As I sat down to eat breakfast this morning, I could not help but reflect on the wedding season I will officially be saying goodbye to tomorrow. I have learned so much about myself through the weddings I have photographed in 2011, and I cannot believe that it is wrapping up already! How do I feel about this? Bittersweet.
Now here is where I would like to be very honest …
This wedding season has not all been rainbows and butterflies. There has been some points throughout the season that have literally had me questioning if I was really cut out for the world of wedding photography. It was a constant battle for me to decide if this was something I truly wanted to focus on in my career as a photographer. However, every time I doubted myself, God would send me another wedding inquiry. I was always asking, “God, what are you doing to me?!”. Over the course of this year, God has continued to show me that being a wedding photographer is exactly what he wants me to do. I have witnessed some of the most beautiful moments because of the opportunities He has given me to document with my camera. I honestly think I would be a totally different person if God did not guide me into this path. It has completely changed me. I thought I always knew who I was growing up, but I would say that God has shown me who I really am in just the last couple of years.
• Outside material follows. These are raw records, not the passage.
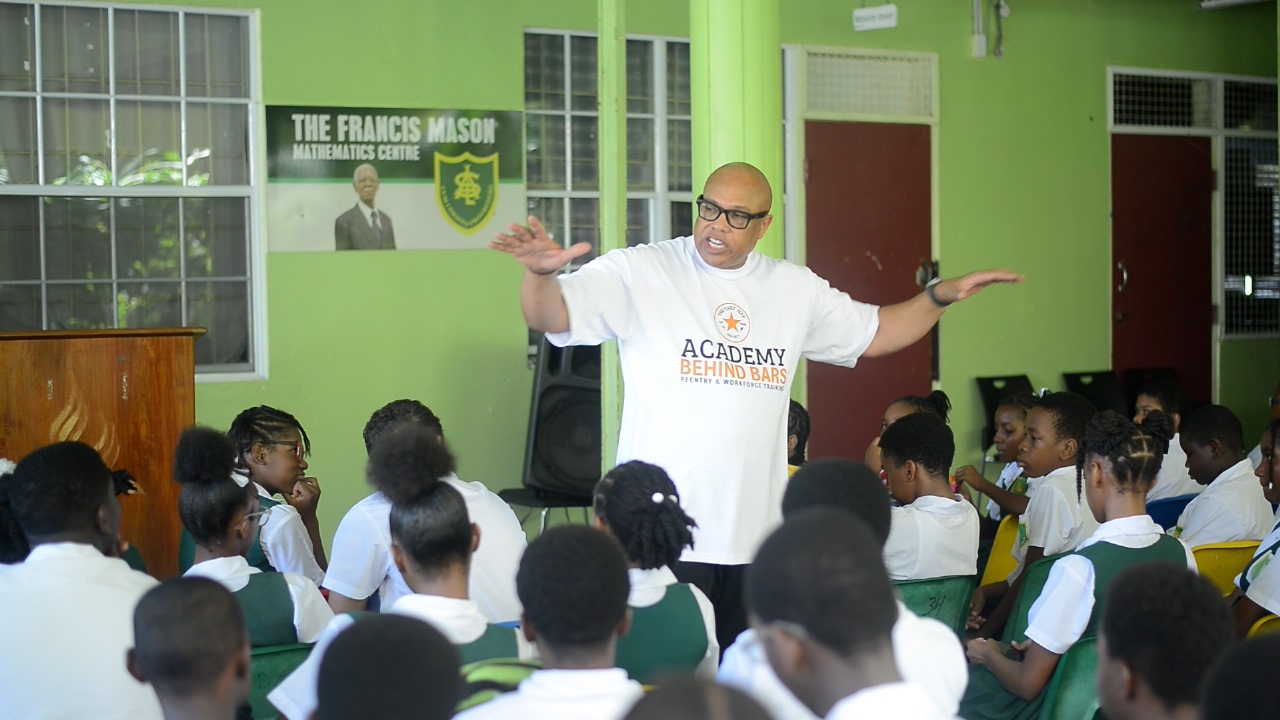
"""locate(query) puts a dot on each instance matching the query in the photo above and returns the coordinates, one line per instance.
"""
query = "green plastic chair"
(269, 666)
(946, 600)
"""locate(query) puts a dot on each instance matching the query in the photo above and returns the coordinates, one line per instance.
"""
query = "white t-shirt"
(1230, 509)
(648, 588)
(361, 561)
(1060, 614)
(927, 652)
(708, 356)
(68, 621)
(310, 610)
(1056, 518)
(563, 695)
(932, 537)
(1174, 481)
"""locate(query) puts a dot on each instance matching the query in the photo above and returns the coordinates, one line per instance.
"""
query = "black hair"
(429, 518)
(686, 697)
(572, 582)
(1169, 625)
(1243, 683)
(817, 566)
(935, 404)
(641, 507)
(1214, 422)
(924, 440)
(1134, 451)
(186, 630)
(396, 413)
(54, 490)
(842, 484)
(389, 666)
(209, 499)
(263, 424)
(798, 424)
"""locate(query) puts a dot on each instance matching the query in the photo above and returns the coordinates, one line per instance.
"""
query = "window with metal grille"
(126, 177)
(562, 149)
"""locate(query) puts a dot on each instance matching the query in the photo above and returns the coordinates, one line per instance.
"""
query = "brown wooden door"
(867, 231)
(1161, 258)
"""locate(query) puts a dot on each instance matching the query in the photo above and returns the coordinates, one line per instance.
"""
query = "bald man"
(364, 227)
(709, 336)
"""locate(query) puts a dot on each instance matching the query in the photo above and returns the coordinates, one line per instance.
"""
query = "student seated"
(800, 591)
(433, 541)
(935, 532)
(572, 582)
(1232, 506)
(927, 651)
(1055, 520)
(638, 504)
(1119, 461)
(190, 642)
(223, 519)
(1162, 630)
(389, 666)
(361, 568)
(68, 607)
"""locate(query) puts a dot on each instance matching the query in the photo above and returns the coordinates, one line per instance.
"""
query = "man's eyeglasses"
(736, 219)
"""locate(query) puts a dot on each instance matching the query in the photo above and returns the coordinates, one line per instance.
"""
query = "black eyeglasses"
(736, 219)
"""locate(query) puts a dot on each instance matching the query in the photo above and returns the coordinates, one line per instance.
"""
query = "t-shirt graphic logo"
(732, 322)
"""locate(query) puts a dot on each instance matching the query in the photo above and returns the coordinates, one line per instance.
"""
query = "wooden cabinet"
(127, 393)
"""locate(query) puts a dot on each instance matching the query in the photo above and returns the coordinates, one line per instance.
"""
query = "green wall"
(1023, 182)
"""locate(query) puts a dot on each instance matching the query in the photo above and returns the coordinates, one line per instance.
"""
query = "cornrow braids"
(641, 507)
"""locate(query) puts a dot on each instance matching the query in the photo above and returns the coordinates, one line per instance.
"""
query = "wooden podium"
(127, 393)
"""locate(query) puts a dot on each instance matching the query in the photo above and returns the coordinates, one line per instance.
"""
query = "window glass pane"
(73, 49)
(77, 238)
(544, 142)
(216, 232)
(17, 140)
(544, 72)
(216, 55)
(146, 53)
(77, 141)
(17, 48)
(19, 238)
(216, 144)
(146, 238)
(147, 144)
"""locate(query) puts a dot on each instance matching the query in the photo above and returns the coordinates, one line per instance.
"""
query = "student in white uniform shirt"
(433, 541)
(68, 606)
(927, 652)
(572, 582)
(1174, 479)
(935, 532)
(672, 623)
(1055, 520)
(823, 609)
(223, 519)
(362, 568)
(1232, 506)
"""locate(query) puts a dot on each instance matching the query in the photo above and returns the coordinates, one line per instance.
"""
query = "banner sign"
(391, 178)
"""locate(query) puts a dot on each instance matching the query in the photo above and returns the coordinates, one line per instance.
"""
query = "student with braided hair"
(1118, 464)
(673, 624)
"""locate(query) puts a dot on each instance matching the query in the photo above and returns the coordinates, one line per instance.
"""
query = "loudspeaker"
(562, 455)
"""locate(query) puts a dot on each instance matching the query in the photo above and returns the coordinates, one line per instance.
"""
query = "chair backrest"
(1166, 511)
(269, 666)
(946, 600)
(1001, 561)
(1072, 692)
(1220, 563)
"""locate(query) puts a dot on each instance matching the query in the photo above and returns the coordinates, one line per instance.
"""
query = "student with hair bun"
(673, 624)
(223, 519)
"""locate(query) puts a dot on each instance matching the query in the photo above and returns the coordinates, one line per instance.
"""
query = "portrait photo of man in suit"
(364, 227)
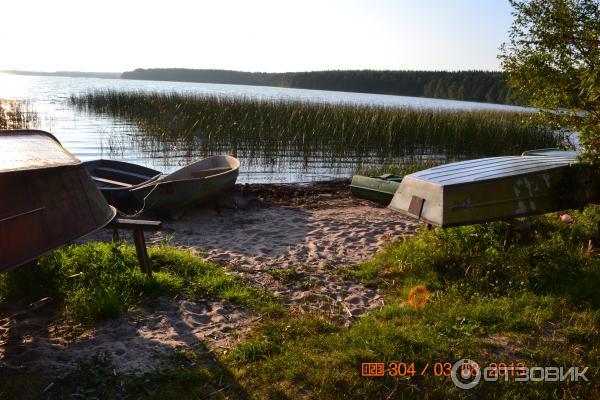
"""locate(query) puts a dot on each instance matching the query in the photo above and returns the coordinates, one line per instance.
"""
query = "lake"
(91, 136)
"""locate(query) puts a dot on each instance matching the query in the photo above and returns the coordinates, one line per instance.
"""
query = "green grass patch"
(102, 280)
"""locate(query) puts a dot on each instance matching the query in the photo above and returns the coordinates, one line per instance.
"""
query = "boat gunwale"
(160, 182)
(550, 168)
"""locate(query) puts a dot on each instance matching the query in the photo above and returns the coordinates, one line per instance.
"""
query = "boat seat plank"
(110, 182)
(113, 171)
(135, 224)
(209, 172)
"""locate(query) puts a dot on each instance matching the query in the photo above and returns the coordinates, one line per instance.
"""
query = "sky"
(252, 35)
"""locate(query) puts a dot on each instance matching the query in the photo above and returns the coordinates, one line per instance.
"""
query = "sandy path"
(265, 244)
(293, 241)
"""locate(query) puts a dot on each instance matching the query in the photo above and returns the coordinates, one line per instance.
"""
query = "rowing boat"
(47, 197)
(495, 188)
(375, 188)
(130, 186)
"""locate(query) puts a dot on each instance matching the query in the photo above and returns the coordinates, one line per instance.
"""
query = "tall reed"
(278, 128)
(16, 114)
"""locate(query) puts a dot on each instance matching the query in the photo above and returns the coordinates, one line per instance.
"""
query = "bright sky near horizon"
(252, 35)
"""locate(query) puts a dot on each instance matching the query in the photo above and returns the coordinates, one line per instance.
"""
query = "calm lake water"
(91, 136)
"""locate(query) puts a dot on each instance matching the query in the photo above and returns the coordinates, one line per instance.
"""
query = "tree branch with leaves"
(553, 60)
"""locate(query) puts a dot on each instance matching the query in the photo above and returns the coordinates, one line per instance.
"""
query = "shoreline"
(292, 240)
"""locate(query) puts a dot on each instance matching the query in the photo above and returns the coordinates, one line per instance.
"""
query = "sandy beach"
(294, 241)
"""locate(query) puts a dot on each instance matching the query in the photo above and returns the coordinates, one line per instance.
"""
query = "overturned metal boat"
(130, 186)
(47, 198)
(496, 188)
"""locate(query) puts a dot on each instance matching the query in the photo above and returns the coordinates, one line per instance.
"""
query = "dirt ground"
(294, 241)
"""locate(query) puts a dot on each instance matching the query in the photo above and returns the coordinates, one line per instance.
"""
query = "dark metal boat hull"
(47, 206)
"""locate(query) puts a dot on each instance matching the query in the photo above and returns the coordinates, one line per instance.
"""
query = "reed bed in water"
(16, 114)
(288, 128)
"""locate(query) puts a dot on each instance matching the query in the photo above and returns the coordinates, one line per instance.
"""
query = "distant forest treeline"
(481, 86)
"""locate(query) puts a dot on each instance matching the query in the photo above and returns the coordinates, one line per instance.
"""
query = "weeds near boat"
(102, 280)
(16, 114)
(274, 130)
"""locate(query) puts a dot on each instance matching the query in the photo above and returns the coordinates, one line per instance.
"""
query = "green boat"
(131, 187)
(377, 188)
(496, 188)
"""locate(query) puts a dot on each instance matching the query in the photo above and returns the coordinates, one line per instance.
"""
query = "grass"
(15, 114)
(102, 280)
(497, 294)
(271, 130)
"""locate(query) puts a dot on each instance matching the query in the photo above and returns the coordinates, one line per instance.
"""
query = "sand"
(294, 241)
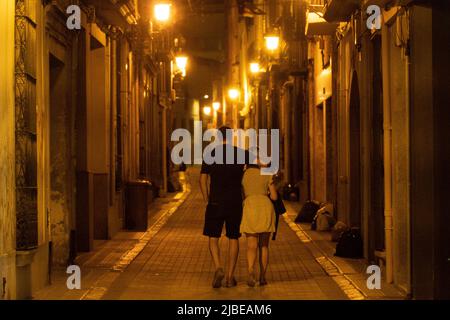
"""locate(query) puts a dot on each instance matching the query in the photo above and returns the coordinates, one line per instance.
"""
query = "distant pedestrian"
(223, 194)
(259, 219)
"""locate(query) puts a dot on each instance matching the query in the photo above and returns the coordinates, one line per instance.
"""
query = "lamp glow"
(254, 67)
(272, 42)
(162, 12)
(233, 93)
(207, 110)
(181, 62)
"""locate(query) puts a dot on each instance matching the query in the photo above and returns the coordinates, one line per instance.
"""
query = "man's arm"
(204, 186)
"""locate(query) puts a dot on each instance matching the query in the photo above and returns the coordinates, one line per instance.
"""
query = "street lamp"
(181, 62)
(162, 12)
(254, 67)
(207, 110)
(233, 93)
(272, 42)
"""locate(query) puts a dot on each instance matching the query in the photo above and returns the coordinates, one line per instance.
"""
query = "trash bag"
(308, 212)
(350, 244)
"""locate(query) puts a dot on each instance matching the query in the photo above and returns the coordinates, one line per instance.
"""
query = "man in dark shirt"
(224, 197)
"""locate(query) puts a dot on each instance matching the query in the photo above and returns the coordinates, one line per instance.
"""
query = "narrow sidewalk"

That being said, I am so beyond blessed for the strength God has brought me during the really crummy points in my career and personal life. I used to be that person that thought it was possible to avoid problems because I wanted everything to go perfectly, but I now see that problems help us grow, become better people, and stronger servants of the Lord. Stress, trials, problems, whatever you define it as, molds us into the who we are, and to me . . . that is beautiful.
Thank you so much to those who have been a continued support throughout this journey. I look forward to the weddings I get to document in 2012!